Dr. Mary Lynch, like Dr. Webster, understands that opioids aren’t the first line of treatment. Dr, Lynch only turns to opioids once the level of pain is intolerable, or the quality of life is compromised. In her experience, the chances of a patient developing a long-term addiction to opioids are quite low. She believes that opioids do not create the addict and that the medical use of opioids is not what leads to addiction.
“People don’t want to see the complexity of addiction. Addiction is a complex problem that requires addressing risk factors … It’s easy to fool yourself to think that stricter regulation of doctors prescribing is going to solve the problem. It’s not.”
Dr. Lynch strongly believes that legislation regulating doctors to prescribe fewer opioids will only harm those using opioids appropriately for medical reasons. Those with a legitimate medical need for opioids that are using them appropriately under the care of their physician are getting less access to them as their physicians are frightened to prescribe them. We even have physicians that won’t prescribe opioids at all because they are afraid of having their licenses taken away.
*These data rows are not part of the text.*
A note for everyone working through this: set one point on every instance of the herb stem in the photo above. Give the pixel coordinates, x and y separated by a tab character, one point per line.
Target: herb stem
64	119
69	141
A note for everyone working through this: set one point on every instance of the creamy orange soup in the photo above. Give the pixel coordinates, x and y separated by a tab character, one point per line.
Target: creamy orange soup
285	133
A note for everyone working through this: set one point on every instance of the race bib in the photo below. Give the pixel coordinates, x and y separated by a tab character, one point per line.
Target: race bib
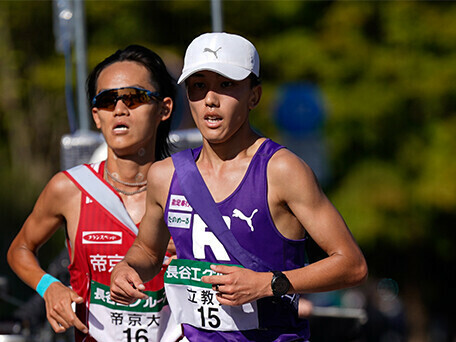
145	320
194	302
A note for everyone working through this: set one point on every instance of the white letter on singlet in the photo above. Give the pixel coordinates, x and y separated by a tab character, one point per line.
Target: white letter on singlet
202	237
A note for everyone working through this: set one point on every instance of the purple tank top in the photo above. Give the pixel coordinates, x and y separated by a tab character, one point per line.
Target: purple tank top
246	213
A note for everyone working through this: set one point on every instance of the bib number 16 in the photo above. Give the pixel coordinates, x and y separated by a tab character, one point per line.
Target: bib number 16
139	336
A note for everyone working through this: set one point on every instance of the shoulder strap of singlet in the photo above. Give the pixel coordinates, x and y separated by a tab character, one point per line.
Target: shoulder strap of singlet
86	179
201	200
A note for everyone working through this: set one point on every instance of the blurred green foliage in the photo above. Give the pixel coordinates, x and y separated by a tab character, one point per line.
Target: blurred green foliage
386	70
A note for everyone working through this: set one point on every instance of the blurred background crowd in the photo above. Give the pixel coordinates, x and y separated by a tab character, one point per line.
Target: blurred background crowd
365	92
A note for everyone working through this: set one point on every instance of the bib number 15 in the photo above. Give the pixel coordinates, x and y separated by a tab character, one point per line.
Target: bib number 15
209	317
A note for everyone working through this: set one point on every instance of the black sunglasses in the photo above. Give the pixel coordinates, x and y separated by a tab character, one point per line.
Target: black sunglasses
132	97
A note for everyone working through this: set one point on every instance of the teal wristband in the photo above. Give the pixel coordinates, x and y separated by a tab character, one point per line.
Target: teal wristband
44	283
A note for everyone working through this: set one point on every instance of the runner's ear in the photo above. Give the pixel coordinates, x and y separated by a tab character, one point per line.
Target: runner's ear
255	96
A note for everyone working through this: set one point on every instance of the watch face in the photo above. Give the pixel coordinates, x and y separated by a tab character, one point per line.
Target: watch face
280	284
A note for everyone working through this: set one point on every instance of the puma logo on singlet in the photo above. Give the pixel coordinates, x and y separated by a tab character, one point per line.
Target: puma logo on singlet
212	51
248	219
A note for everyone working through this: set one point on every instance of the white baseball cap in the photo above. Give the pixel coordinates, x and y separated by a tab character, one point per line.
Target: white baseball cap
227	54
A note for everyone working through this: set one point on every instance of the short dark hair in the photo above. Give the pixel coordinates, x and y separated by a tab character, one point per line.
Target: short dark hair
254	80
159	78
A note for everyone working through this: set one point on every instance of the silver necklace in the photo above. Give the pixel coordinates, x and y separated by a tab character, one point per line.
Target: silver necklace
124	183
126	193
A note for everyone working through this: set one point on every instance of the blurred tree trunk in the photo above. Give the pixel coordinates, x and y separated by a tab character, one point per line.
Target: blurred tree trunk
14	114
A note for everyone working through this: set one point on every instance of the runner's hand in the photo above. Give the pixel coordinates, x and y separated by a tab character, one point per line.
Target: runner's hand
238	286
59	312
126	285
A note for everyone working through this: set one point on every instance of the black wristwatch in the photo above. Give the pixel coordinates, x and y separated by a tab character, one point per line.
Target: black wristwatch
279	284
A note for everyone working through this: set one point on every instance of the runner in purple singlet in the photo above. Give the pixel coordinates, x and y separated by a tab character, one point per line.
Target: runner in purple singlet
269	200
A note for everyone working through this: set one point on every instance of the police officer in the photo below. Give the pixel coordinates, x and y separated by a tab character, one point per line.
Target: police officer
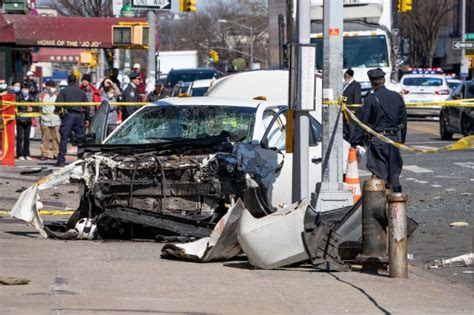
384	111
75	118
130	94
352	93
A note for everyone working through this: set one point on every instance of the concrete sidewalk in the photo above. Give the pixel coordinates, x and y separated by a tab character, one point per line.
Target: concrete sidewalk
85	277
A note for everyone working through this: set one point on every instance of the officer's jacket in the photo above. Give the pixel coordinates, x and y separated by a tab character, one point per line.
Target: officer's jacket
130	95
383	110
73	94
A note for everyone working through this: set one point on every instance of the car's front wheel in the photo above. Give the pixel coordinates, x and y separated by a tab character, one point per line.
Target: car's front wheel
443	127
467	126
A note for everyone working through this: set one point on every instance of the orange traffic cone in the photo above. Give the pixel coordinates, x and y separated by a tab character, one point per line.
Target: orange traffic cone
352	175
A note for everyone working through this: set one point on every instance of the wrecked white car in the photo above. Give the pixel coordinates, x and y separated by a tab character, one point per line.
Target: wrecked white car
172	169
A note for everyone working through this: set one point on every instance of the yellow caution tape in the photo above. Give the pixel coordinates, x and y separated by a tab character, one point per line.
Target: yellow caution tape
59	104
453	103
45	212
461	144
7	118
Patients that cannot gain access to effective medications that they have taken in the past are falling into depression and in some cases committing suicide. This has also pushed people to obtain illicit drugs illegally which can easily cause an overdose and in many cases death. Dr. Lynch notes that “when people are pushed to purchase drugs on the street it often results in a lot of collateral damage.”
There is a stigma surrounding the treatment of pain using opioids. This socio-political agenda denies medical evidence which makes it nearly impossible for those in chronic pain to get the treatment they need.
When asked how can we improve the current system her response was two-fold. We need a national pain strategy that will educate healthcare professionals and the general public so that we have a “fleet” of well-educated healthcare professionals. We also need more open access to tertiary pain clinics for more complex, chronic pain.